Show Me That ‘Cha Love Me (Issue 442)

In which we're reminded to call even our smallest clients at least once per year to check in. "I'm really disappointed in how your firm has taken care of us," I said to the managing partner.

“Mary has done a great job preparing and filing our corporate income taxes and my personal income taxes, and not once has she or anybody else from the firm called us in the eight years you’ve been doing that to find out how were doing and what’s going on.”

“Well,” he said. “Mary is a technician, a tax specialist, and as soon as you sent her your message indicating that you had different needs, she notified me and I called you. We are very happy to help you. We just didn’t know that you had these issues to deal with.”

“I understand,” I responded. “I bear some responsibility here; I never called you as things were changing. On the other hand, you never called me either. And neither did Bill (the partner who brought me into the firm, originally) during the years he was still with the firm.”

“Be that as it may,” I continued. “I am interviewing several accounting firms now to determine with which of them we would like to do business for the next few years. The purpose of this call is for me to interview YOU to find out more about your firm. I really don’t know much about you.”

We will leave this accounting firm and move to another one. I am fully confident that the firm we have been with could take excellent care of us from a technical point of view and it would be very convenient to continue having Mary do our taxes since she is familiar with us. We will leave because nobody at the firm ever called us to find out how we were changing, and because Mary (for all of her tax expertise) missed obvious signals on our corporate income tax returns that our business model had changed and that it might be a good idea for somebody to call us to ask a half dozen simple questions.

Why did they not call us? I can think of a number of reasons including our size – as a business, we fall into the bottom third of our current firm’s clients by size and needs – and our annual routine with the firm.

Why did I not call them? For a significant period of time, our needs remained fairly constant and, beyond for tax preparation, there was little to do. However, in the last three years, as our firm has grown significantly and our business model has changed, new needs emerged. We’ve dealt with them successfully on a one-off basis until now. Now, we need an “integrated solution” to address the issues.

So how many businesses like us do you have in your portfolio of clients?

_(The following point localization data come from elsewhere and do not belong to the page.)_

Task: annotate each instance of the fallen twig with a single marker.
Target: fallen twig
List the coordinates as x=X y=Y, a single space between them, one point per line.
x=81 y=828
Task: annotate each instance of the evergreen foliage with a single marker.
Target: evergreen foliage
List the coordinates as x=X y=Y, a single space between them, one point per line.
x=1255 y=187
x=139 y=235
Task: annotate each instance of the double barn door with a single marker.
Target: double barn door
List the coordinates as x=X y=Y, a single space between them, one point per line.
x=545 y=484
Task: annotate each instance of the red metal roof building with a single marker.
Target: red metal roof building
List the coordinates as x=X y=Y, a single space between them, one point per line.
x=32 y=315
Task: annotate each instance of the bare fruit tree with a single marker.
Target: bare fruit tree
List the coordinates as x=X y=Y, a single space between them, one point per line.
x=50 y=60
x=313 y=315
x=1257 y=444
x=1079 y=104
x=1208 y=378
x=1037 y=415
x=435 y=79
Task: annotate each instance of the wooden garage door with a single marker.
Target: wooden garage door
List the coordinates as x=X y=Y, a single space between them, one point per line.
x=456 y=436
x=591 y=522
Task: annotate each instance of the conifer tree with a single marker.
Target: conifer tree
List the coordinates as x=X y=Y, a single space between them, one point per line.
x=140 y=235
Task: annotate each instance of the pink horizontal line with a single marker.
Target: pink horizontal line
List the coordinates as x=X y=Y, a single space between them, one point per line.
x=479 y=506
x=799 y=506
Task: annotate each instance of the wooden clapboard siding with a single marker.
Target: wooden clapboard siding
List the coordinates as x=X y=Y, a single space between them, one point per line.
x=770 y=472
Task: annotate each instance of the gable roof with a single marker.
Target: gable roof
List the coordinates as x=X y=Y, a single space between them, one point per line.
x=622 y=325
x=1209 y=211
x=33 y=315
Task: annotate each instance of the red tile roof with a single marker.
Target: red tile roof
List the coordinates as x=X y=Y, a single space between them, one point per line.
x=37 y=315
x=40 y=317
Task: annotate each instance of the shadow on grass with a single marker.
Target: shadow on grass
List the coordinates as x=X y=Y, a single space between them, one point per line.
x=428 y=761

The ones who seem to be “steady-state?” The ones who never call you? The ones who soldier along taking care of the issues by themselves even though you and your firm could probably accelerate their progress toward their goals through an intervention? With how many of those customers are you vulnerable to loss – to losing them as clients because you didn’t pay attention, because you didn’t ask the basic questions every year, because you just ASSUMED…

In Canada, we’ve just started the new fiscal year. In the US, that’s two months away. This is exactly the right time to call through your entire portfolio of clients to ask questions like, “what has changed in your business in the last year, what do you expect will change in your business in the upcoming year, and where do you feel that your current systems and approaches are not giving you what you need to move your business to the next level?”

Sure, I could have called my accounting firm and, looking back on it, I feel a little silly that I didn’t. I’m now fixing that by moving to a new firm with which I expect to have a very close relationship over the next several years. On the other hand, they never called me to show me that they loved me.